# NYU/Emerson Creative Submission



## Palm Tree Armada (Dec 1, 2006)

Hey guys- I just wanted your opinion on which of these films you'd suggest I send to NYU/Emerson/Chapman. Any critiques would be welcome too, since I can always re-edit. I have some options besides these that are likely, but this is what i've got online. Hopefully I'll have the other film I'm considering up soon. If I chose the first of these two, I'd put in some scenes from the others as well.

http://media.putfile.com/Rebellion-Lies-11

http://www.youtube.com/watch?v=X5VeegLEfr0

THANKS!


----------



## tomorrowsNIGHT (Dec 2, 2006)

Hmm. I'd have to say the second film. Though I was expecting it to have more of an ending, it kept me interested the whole way through. It was made with a lot more attention to direction and cinematography. The other isn't bad, but its a whole lot more "Dad I'm borrowing the camera, brb" if you know what I mean.

Also, you've gotta think about your movie if the audio was cut. Just based on the video, I think you have barely anything in the first, but you'd still have a story in the second.
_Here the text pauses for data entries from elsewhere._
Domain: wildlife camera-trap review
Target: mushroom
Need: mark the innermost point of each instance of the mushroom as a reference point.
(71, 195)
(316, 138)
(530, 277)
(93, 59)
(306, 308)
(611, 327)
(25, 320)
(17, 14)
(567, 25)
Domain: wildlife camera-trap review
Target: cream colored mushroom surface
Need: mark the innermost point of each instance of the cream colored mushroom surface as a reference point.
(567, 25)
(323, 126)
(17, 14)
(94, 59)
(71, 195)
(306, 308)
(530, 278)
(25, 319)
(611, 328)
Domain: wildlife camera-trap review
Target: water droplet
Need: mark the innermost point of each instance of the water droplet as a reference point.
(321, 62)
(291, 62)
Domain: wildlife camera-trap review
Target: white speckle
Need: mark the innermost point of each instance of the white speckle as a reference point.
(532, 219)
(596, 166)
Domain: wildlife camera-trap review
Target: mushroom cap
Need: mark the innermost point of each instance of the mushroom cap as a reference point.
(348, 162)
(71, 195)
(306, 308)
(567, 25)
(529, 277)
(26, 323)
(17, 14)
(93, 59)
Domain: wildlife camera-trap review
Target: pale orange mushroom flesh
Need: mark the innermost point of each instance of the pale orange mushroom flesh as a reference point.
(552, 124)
The first was alright, the second was good. Send that one.

Tyler


----------



## NySpree89 (Dec 4, 2006)

I liked the second one more, and I actually remember seeing it a couple months back on one of these threads.  Like TN said, you definately paid more attention to cinematography in the second one, and I especially like the shot of the girl's house (incredibly nice view).  As for the first one, the lighting wasn't good for the most part, and it just doesn't seem as polished.  Also, the version you posted isn't very good quality and the window is quite small, which doesn't add to the experience.  So my advice is to go with the second one, which has a good enough story and shows what you can do with the camera.


----------